Limitations & Future Work

  1. Limited data scale: AnthroVision contains only 2,141 children and the KB only 248 subjects, making it difficult to cover global diversity.
  2. Geographic constraints: Validation is primarily conducted on Indian and Kurdish children; coverage of high-burden regions such as sub-Saharan Africa and Southeast Asia is absent.
  3. Age range limitations: CampusPose comprises university students (out-of-domain), with regression RMSE reaching 24 cm, indicating difficulty generalizing across age groups.

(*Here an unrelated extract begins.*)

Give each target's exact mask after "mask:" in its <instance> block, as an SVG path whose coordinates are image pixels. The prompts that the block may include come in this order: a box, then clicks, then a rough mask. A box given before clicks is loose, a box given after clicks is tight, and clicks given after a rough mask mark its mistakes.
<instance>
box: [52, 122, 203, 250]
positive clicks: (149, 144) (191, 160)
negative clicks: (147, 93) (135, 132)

  4. Trade-off of privacy design: Frozen CLIP with irreversible embeddings ensures privacy but also precludes domain adaptation through fine-tuning.

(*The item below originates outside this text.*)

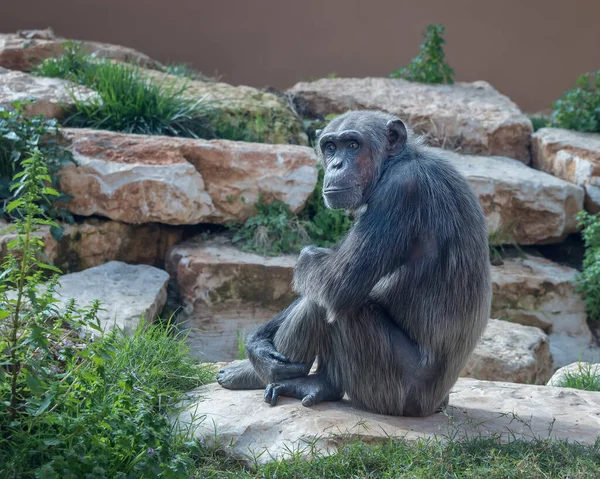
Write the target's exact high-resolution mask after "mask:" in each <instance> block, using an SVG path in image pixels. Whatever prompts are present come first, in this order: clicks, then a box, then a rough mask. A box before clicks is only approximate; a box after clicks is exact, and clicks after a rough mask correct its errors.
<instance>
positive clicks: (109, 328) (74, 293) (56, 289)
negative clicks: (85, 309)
mask: <svg viewBox="0 0 600 479" xmlns="http://www.w3.org/2000/svg"><path fill="white" fill-rule="evenodd" d="M168 282H169V275H168V274H167V273H166V272H165V271H162V270H160V269H158V268H154V267H152V266H146V265H135V266H134V265H128V264H126V263H122V262H120V261H110V262H109V263H106V264H103V265H101V266H96V267H94V268H90V269H86V270H85V271H81V272H79V273H72V274H67V275H64V276H62V277H61V278H60V286H59V287H58V288H57V289H56V293H57V297H59V298H60V300H61V301H60V303H59V304H58V305H57V306H58V307H59V308H61V307H64V306H65V305H66V304H67V302H68V301H69V299H70V298H74V299H75V300H76V302H77V305H78V306H79V307H83V306H88V305H89V304H91V303H92V301H94V300H96V299H97V300H99V301H100V303H101V307H102V308H104V309H105V311H100V313H99V319H100V325H101V327H102V330H103V331H108V330H110V329H112V328H113V327H115V326H117V327H119V328H121V329H122V330H123V331H124V332H125V333H126V334H131V333H132V332H133V331H134V330H135V328H136V327H137V326H138V325H139V324H140V321H141V320H142V318H144V321H145V322H146V323H151V322H153V321H154V320H155V319H156V318H157V317H158V314H159V313H160V312H161V310H162V308H163V306H164V305H165V302H166V301H167V284H168Z"/></svg>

  5. Lack of uncertainty estimation: Clinicians suggested adding uncertainty quantification and visual attention heatmaps, which the current version does not provide.
  6. Coarse binary classification: The model only distinguishes healthy from malnourished, without further stratification into subtypes such as stunting, wasting, and underweight.

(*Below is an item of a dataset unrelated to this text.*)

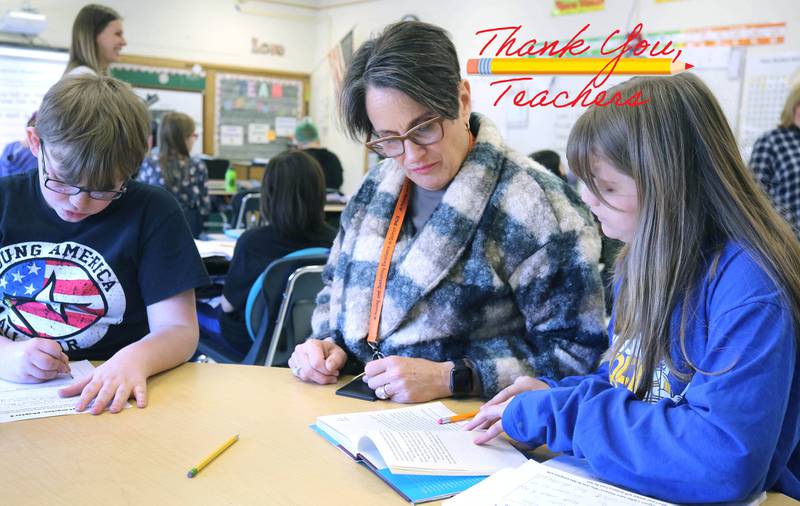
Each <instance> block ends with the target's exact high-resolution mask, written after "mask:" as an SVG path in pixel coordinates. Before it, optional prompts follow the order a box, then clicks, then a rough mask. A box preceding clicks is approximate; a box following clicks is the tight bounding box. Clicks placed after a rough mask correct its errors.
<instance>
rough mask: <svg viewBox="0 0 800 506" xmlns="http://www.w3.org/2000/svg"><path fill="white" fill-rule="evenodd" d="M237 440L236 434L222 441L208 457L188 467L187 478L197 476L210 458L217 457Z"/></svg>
mask: <svg viewBox="0 0 800 506" xmlns="http://www.w3.org/2000/svg"><path fill="white" fill-rule="evenodd" d="M238 440H239V434H236V435H235V436H233V437H232V438H230V439H229V440H227V441H225V442H224V443H222V446H220V447H219V448H217V449H216V450H214V452H213V453H212V454H211V455H209V456H208V457H206V458H205V460H203V461H202V462H200V463H199V464H197V465H196V466H194V467H193V468H191V469H189V472H188V473H186V476H188V477H189V478H194V477H195V476H197V473H199V472H200V471H202V470H203V468H204V467H206V466H207V465H208V464H210V463H211V461H212V460H214V459H215V458H217V457H219V455H220V454H221V453H222V452H224V451H225V450H227V449H228V448H230V446H231V445H232V444H233V443H235V442H236V441H238Z"/></svg>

  • AI-based nutritional assessment: ARAN (512 children), AnthroVision + DomainAdapt (multi-task CNN), Microsoft Child Growth Monitor (infrared depth sensor).
  • Visual foundation models: CLIP (cross-domain generalization), MedCLIP (medical adaptation), NurtureNet (anthropometric CLIP).
  • Graph neural networks: DMGNN (multi-scale joint relationships), GraphCMR (body shape regression).
  • Retrieval-augmented learning: RAC (FAISS memory indexing), COBRA (mutual-information-optimized retrieval).
  • Multi-view anthropometric estimation: Liu et al. (linear model + multi-angle height and MUAC prediction).

Rating

⭐⭐⭐⭐ (4/5)

  • Novelty: ⭐⭐⭐⭐ — The combination of multi-pose GAT and retrieval augmentation is novel and effective.
  • Experimental Thoroughness: ⭐⭐⭐⭐⭐ — Cross-dataset validation, clinical user study, and extensive ablations.
  • Writing Quality: ⭐⭐⭐⭐ — Well-structured with thorough discussion of ethics and deployment.
  • Value: ⭐⭐⭐⭐⭐ — Genuinely targets low-resource deployment, clinically validated, open-source toolkit.